The way to think of this is to not think of each category (silver vs gold) but to identify each trunk and how it is paired with another trunk. For example, we have six trunks:
G_1, G_2, G_3, S_1, S_2, S_3
In the three ships they were paired up:
  • Ship_1 = \{G_1, G_2\}
  • Ship_2 = \{G_3, S_1\}
  • Ship_3 = \{S_2, S_3\}
The trunk found had silver so the ship was either Ship_2 or Ship_3 and the trunk was one of S_1, S_2, \textrm{or} S_3. Call the trunk found T_f.
  • Case 1: T_f = S_1 then the other trunk will be G_3
  • Case 2: T_f = S_2 then the other trunk will be S_3
  • Case 3: T_f = S_3 then the other trunk will be S_2
In 2 out of 3 cases the trunk will be silver and in 1 out of 3 cases the trunk will be gold. So the probability that the next trunk pulled up (from the same ship) will be silver will be 2/3.

Simulation

This is the method the book gives:
  1. Create three urns: {7,7}, {7,8}, and {8,8}
  2. Choose an urn at random and a random element from the chosen urn
  3. If the element chosen was an 8 (gold), do nothing, if it was a 7 continue
  4. Record the other element in the chosen urn
  5. Calculate the proportion of 7s recorded to 8s
This seems confusing at first – we know that the trunk found was silver so ship 1 was not the one found, why include it in the simulation? My guess is that we do not need the third urn since we discard all the cases where it is chosen and we are not using the number of trials to find the probabilities. I think the given method might be a clearer simulation if we were trying to recreate what happened in that it reflects the entire story, but it does not really reflect the puzzle at the point it takes up – after the first trunk is found – so adds unnecessary computation (well, I guess the whole random choice thing is probably doing that anyway).
Try this:
  1. Create two urns: {0,1}, {1,1}
  2. Pick a random urn and an element from it
  3. If the element was a 0, go back a step
  4. Record the remaining element in the urn
  5. calculate the ratio of 1’s to 0’s
This is confusing, he says find the odds, but 2/3 is probability. The odds of finding silver should be 2:1 (he also flip-flops between saying they found silver and gold in the first trunk, but that is another problem – and the book was free, so what the heck).

GOLD = 0
SILVER = 1
ship_2 = (GOLD, SILVER)
ship_3 = (SILVER, SILVER)
fleet = (ship_2, ship_3)
trials = 10**5

# ships is a list of random ships from the fleet
ships = [random.choice(fleet) for trial in xrange(trials)]

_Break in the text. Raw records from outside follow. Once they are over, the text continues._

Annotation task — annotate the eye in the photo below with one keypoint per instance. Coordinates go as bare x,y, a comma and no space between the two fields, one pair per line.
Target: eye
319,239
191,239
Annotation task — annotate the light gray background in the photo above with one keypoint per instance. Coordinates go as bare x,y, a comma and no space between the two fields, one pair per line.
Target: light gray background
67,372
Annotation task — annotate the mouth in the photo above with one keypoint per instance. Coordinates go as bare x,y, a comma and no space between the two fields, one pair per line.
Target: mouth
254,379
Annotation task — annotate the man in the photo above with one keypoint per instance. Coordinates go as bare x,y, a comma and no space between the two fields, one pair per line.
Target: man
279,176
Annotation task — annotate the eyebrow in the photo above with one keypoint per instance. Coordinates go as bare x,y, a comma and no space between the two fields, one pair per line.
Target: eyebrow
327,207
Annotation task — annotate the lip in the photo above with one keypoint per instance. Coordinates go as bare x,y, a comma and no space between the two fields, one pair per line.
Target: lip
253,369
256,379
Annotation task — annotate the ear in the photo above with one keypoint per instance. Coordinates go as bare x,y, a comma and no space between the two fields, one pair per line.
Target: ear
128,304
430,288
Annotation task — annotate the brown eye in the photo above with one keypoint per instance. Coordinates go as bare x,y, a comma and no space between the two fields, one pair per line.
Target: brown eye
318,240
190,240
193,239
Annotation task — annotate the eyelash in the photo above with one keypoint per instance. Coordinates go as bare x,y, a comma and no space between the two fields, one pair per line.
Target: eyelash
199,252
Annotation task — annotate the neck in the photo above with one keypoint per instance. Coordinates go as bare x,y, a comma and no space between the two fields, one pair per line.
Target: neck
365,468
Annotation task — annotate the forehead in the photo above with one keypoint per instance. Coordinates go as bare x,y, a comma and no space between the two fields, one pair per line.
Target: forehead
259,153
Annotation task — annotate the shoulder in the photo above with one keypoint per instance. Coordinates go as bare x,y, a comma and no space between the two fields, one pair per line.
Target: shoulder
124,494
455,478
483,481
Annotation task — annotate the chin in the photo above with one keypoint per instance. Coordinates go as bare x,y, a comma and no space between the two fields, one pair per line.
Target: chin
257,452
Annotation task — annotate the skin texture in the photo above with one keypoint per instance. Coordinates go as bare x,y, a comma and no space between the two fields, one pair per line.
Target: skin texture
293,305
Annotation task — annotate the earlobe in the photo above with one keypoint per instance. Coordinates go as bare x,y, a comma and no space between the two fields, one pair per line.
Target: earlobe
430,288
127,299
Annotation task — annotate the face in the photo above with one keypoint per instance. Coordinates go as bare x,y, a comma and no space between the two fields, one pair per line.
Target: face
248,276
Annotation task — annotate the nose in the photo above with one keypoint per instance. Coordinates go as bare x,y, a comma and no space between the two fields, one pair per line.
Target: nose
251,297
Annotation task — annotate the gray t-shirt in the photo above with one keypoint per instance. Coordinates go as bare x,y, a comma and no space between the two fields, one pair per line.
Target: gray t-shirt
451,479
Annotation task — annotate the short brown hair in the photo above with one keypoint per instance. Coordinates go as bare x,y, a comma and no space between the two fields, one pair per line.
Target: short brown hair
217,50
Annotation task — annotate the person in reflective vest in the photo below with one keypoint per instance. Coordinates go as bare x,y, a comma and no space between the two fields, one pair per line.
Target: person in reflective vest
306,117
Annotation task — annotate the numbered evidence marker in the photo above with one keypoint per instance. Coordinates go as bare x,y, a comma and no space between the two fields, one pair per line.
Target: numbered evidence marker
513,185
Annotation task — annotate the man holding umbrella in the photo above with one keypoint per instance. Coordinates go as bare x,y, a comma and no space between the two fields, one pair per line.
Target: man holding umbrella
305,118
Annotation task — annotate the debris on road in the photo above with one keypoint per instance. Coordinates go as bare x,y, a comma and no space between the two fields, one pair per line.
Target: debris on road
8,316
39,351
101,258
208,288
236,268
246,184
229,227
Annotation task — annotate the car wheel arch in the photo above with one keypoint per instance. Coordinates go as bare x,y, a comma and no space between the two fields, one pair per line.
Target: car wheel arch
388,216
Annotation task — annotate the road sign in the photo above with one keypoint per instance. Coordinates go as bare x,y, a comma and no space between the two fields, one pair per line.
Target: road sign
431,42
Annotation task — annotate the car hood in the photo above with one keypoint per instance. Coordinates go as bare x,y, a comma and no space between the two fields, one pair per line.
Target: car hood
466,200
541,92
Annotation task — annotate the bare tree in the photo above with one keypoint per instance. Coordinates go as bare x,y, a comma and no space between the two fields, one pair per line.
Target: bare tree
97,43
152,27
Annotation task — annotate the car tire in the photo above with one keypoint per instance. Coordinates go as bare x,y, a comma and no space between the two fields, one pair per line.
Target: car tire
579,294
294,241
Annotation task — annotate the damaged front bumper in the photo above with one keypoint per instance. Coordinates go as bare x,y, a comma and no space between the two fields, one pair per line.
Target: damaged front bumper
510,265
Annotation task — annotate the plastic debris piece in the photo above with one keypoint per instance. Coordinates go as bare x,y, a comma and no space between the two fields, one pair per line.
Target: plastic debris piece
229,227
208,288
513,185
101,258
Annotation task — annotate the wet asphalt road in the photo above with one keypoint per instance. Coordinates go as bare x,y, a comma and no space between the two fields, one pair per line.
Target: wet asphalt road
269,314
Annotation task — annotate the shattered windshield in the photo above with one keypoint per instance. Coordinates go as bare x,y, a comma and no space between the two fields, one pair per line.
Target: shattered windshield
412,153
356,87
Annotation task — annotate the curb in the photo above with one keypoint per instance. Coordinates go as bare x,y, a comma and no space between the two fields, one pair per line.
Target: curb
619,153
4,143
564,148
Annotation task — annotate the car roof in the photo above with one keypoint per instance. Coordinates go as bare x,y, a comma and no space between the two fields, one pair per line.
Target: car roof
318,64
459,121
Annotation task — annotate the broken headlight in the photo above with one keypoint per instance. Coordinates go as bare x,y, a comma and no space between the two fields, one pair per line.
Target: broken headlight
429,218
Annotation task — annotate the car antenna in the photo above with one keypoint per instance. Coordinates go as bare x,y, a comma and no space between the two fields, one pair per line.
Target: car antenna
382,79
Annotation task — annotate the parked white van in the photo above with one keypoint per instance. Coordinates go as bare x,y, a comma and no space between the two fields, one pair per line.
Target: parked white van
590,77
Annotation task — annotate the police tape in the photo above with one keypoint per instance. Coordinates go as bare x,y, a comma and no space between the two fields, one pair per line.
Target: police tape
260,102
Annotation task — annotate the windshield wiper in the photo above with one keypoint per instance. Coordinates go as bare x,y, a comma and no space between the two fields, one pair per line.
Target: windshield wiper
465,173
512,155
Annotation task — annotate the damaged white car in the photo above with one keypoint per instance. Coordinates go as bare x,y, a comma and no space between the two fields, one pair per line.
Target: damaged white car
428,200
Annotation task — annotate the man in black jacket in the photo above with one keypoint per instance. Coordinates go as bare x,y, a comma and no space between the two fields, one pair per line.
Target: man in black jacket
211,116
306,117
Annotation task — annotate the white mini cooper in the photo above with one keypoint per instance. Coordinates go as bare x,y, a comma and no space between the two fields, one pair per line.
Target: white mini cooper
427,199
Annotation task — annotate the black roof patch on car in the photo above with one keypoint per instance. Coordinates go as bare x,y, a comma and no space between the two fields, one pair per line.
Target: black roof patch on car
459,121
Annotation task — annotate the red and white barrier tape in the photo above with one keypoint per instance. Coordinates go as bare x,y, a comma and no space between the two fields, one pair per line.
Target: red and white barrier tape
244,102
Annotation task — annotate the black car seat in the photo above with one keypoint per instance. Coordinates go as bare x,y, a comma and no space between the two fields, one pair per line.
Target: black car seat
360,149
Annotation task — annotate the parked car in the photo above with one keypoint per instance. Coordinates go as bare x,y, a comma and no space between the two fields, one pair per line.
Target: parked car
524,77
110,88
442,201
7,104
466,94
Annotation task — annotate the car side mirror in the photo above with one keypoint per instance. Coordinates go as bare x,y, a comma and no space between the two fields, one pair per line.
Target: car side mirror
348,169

# found_trunks is a list of trunk-indices chosen for each ship (the trunk found by the diver)
# although the values are the same as gold and silver (0 and 1)
# in this case they are tuple indices for the trunk-tuples in the ships
found_trunks = [random.randint(0,1) for ship in ships]

# next_trunks is the type of trunk not chosen for found_trunks if found_trunks wasn't gold
# because it's filtered, its length is the count of all cases where the first trunk was silver
next_trunks = [ships[index][(found_trunks[index] + 1) % 2] for index in range(len(ships))
if ships[index][found_trunks[index]] != GOLD]

# silvers is a count of the next_trunks that were silver
silvers = sum(1 for trunk in next_trunks if trunk == SILVER)

print "Probability next trunk is silver: {0:.2f}".format(float(silvers)/len(next_trunks))
print "(Compare to 2/3 = {0:.2f}).".format(2./3) 
 
Probability next trunk is silver: 0.67 (Compare to 2/3 = 0.67).